Texas executed a mentally retarded convicted murderer on Tuesday after the U.S. Supreme Court refused to intervene a decade after it banned executions of such people as cruel and unusual punishment.
Marvin Wilson, 54, was convicted of the November 1992 murder of a 21-year-old police drug informant, Jerry Robert Williams, and was sentenced to death in April 1994.
Wilson had challenged his execution as unconstitutional under a 2002 Supreme Court ruling that banned executing mentally retarded people but gave states some discretion in deciding who qualified for protection.
"The application for stay of execution of sentence of death presented to Justice Scalia and by him referred to the Court is denied," the court said in an order earlier on Tuesday evening.
Justice Antonin Scalia handles emergency appeals from the 5th U.S. Circuit Court of Appeals, which oversees Texas.
Wilson was pronounced dead at 6:27 p.m. local time, according to Jason Clark, a spokesman for the Texas Department of Criminal Justice.
"Y'all do understand that I came here a sinner and leaving a saint," Wilson said as part of his final statement, according to Clark. "Take me home, Jesus, take me home, Lord, take me home, Lord."
Wilson's IQ had been measured as low as 61, below the 70 level sometimes used to delineate mental retardation. Texas argued that the test pegging Wilson's IQ at 61 was conducted by an inexperienced intern, and that several other tests showed an IQ above 70.
The state also said it had discretion under the 2002 Atkins v. Virginia ruling to consider seven factors in determining whether someone like Wilson should be executed, including his ability to lead, his ability to lie, and whether family and friends thought he was mentally retarded.

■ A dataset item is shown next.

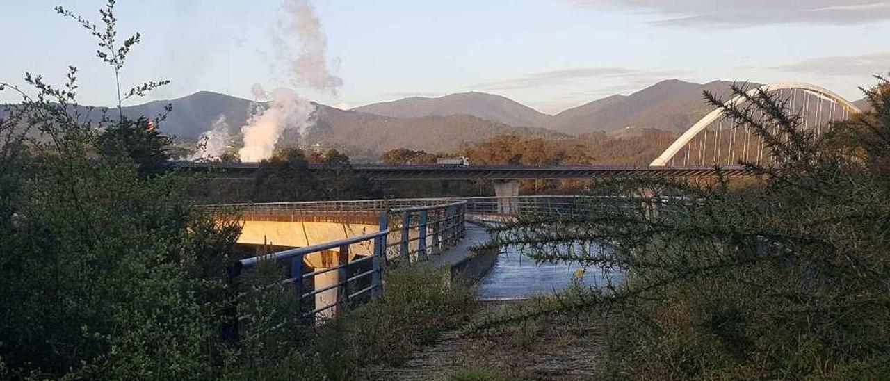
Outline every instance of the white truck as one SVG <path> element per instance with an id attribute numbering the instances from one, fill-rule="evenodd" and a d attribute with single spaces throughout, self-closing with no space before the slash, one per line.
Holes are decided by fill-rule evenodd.
<path id="1" fill-rule="evenodd" d="M 439 158 L 436 159 L 436 165 L 441 166 L 470 166 L 470 159 L 466 158 L 465 156 Z"/>

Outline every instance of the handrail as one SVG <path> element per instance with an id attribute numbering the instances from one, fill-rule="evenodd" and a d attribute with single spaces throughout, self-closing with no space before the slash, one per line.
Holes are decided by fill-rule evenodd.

Lawyers for Wilson countered that this allowed the state to effectively ignore the Atkins ruling by unreasonably applying "non-clinical" factors to disqualify Wilson from its protections.
Texas is the only state to use such a test, Wilson's lawyer, Lee Kovarsky said.
"Whatever was in his past, the Marvin I knew was a simple man who loved his family and his god," Kovarsky said in an email on Tuesday.
"I hope that, at the very least, something like this occasions some serious reflection on what it means to be culpable. As a society, we do a decent job of sorting right from wrong, but, when we calibrate blame, it's like we're blindfolded and throwing darts," he added.
In a separate death penalty case on appeal to the Supreme Court, Chester v. Thaler, the American Association on Intellectual and Developmental Disabilities said Texas' test relies on false stereotypes and would count only the most severely incapacitated people as mentally retarded.
Texas has conducted roughly three out of every eight executions since 1976, when the Supreme Court allowed the practice to resume after a four-year hiatus, according to the Death Penalty Information Center.
Wilson was the seventh inmate executed in Texas this year and the 25th executed in the United States this year, according to the information center.